According to a new study by research firm Jupiter Communications, Inc., more consumers than ever plan to shop online this holiday season, but poor customer service could turn those eager spenders off.

Web sites have been slow to implement creative, effective new ways to address customer concerns, Jupiter says, noting that e-mail addresses are no longer enough. Merchants “must aggressively implement a multiple channel, automated customer service strategy.”

Many sites, however, do not even offer an e-mail address to which shoppers can direct inquiries. 46 percent of the top Web sites in the content, consumer brands, travel, retail and financial services categories took five or more days to respond to a request, never responded or did not post an e-mail address on the site.

Among shopping sites, more than 50 percent surveyed responded to customer service inquiries within a day. However, 40 percent did not, up from 28 percent in the third quarter of 1998.

In the travel sector, 40 percent responded in one to two days, while 48 percent did not respond at all, up from 36 percent last year.

Growing Problem

The problem is getting worse, Jupiter says, noting that the failure rate is up from 38 percent at the same time last year.
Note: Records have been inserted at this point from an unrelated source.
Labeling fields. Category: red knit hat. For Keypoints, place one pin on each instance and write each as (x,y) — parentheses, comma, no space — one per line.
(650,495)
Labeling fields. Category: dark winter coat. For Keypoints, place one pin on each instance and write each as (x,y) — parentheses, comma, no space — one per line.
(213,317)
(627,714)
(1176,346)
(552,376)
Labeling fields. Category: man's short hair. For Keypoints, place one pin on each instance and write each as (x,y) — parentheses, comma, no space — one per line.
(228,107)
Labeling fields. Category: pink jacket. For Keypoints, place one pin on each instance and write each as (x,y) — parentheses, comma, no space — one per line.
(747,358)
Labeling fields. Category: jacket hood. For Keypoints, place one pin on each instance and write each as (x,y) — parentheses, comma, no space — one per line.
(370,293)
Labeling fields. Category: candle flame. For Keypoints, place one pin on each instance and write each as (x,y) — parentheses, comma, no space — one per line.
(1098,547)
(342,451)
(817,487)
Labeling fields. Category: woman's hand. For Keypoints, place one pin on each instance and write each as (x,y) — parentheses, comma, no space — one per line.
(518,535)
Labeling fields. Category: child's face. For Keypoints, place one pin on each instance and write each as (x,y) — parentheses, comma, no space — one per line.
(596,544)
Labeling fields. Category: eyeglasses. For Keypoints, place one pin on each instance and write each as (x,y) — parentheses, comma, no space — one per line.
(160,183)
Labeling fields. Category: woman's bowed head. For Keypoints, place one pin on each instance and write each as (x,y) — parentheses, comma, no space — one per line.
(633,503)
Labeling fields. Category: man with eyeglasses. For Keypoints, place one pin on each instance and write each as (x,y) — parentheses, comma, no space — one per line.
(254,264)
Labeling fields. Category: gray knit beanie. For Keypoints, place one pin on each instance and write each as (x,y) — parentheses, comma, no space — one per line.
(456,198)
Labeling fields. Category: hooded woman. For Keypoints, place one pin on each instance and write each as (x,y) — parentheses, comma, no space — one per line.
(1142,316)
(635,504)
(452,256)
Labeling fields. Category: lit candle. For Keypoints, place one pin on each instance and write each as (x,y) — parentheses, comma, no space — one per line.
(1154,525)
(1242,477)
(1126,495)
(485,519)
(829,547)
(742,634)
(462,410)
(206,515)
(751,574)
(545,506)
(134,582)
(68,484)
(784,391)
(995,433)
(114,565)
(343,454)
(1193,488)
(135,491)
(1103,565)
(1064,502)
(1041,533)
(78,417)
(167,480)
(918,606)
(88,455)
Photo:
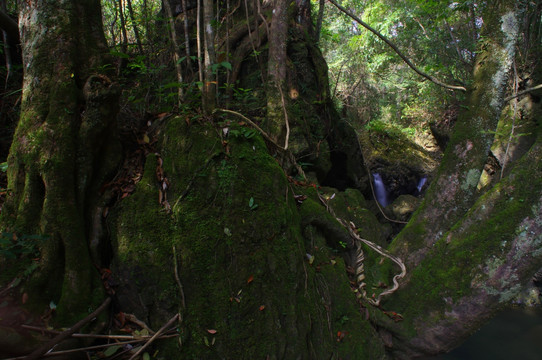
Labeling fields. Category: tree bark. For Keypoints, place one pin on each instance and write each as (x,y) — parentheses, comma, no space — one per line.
(66,111)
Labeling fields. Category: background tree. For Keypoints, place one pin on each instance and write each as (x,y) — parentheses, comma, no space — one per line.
(256,247)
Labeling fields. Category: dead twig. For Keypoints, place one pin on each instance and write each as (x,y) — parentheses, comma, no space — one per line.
(94,347)
(155,336)
(36,354)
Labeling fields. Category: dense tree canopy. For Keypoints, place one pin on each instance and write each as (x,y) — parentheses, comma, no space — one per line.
(209,168)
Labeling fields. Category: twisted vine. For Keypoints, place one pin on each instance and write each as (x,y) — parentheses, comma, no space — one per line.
(360,257)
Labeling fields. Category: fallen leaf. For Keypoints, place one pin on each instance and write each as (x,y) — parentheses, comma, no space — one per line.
(111,350)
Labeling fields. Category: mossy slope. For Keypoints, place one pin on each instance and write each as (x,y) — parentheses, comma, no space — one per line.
(241,256)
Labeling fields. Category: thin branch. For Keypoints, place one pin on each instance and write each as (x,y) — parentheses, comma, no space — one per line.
(155,336)
(253,124)
(523,92)
(287,137)
(36,354)
(178,279)
(95,347)
(9,26)
(396,49)
(92,336)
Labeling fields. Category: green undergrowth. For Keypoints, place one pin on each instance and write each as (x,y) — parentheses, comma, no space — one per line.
(249,287)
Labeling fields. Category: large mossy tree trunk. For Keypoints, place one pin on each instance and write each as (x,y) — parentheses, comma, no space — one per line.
(471,250)
(219,232)
(58,157)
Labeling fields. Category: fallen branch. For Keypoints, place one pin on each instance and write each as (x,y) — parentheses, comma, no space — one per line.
(155,336)
(92,336)
(253,124)
(537,87)
(351,230)
(396,49)
(94,347)
(36,354)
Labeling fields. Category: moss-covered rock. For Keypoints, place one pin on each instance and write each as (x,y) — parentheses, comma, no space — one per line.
(242,259)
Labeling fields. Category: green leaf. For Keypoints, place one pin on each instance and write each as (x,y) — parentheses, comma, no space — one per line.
(227,65)
(119,54)
(111,350)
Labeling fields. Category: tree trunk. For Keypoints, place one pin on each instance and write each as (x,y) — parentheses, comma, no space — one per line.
(260,263)
(67,110)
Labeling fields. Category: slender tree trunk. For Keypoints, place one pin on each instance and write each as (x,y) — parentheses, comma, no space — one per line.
(134,25)
(276,71)
(209,85)
(176,50)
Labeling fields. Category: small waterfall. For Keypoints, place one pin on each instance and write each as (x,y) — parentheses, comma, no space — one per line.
(380,190)
(421,183)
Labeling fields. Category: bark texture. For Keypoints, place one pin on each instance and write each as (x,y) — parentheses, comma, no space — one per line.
(67,109)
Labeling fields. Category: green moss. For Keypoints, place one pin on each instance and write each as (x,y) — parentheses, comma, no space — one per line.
(243,267)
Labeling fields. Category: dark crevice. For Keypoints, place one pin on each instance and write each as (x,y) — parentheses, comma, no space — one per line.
(337,177)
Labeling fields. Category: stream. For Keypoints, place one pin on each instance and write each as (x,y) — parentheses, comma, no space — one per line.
(512,334)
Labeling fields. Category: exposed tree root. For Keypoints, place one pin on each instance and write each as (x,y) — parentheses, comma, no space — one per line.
(360,257)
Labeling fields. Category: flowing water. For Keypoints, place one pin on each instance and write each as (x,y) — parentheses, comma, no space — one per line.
(421,183)
(380,190)
(514,334)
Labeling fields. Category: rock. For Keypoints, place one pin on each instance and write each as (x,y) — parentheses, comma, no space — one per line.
(404,206)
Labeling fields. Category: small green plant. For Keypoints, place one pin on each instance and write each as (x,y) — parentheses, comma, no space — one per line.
(13,246)
(252,204)
(247,133)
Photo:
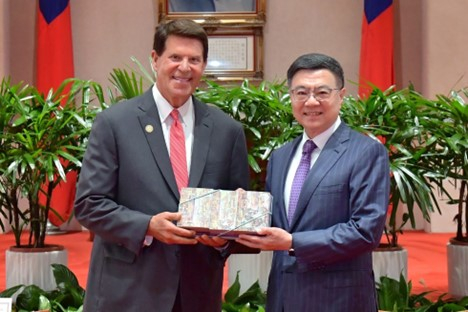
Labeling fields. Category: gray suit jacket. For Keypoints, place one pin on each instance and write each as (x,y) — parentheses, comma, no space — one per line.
(339,220)
(126,178)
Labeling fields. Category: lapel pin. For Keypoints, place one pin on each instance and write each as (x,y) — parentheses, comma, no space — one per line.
(149,128)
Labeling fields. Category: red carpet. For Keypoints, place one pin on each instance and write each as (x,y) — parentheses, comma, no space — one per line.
(427,263)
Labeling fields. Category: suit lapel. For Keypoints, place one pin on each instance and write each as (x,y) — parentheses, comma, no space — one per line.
(152,129)
(331,153)
(201,134)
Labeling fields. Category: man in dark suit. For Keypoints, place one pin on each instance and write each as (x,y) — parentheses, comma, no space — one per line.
(324,231)
(128,191)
In fact, the researcher says, companies reacted with concern last year when Jupiter reported the 38 percent failure rate, pledging to focus more attention and resources on customer service as a key priority for 1999.

Companies also said that they planned to install new-and-improved customer service systems such as automated assistance programs. A year later, however, “Many Web ventures are ignoring the opportunity to communicate with existing and potential customers, discouraging brand loyalty, and opting out of a user-initiated, one-to-one relationship by delaying, eliminating, or not offering responses to e-mail,” Jupiter said.

The problem starts with an inability to handle high volumes of site visitors and buyers. While Jupiter estimates that many of the more popular sites average 58,000 transactions per day, their disorganization behind the scenes puts a strain on the retailer’s customer service operations.

The concept is simple: The more customers a merchant has, the higher the number of customer complaints, questions and problems that will be need to be addressed. Without a good fulfillment system to handle the high volume of online transactions, customer service will get the brunt of the customers’ dissatisfaction, Jupiter noted.

Setting Themselves Apart

Jupiter also argues that online merchants should look at good customer service as a tool to differentiate themselves from others who sell the same products. Jupiter advocates a “multichannel” automated customer service strategy, which only 37 percent of Web sites currently employ.

Possibilities include live chat rooms, toll-free phone lines for those needing to hear a reassuring voice, and e-mail for simple, easy to answer questions that do not need instant attention.

In addition, the Frequently Asked Questions (FAQ) list is under-utilized by many sites, Jupiter noted.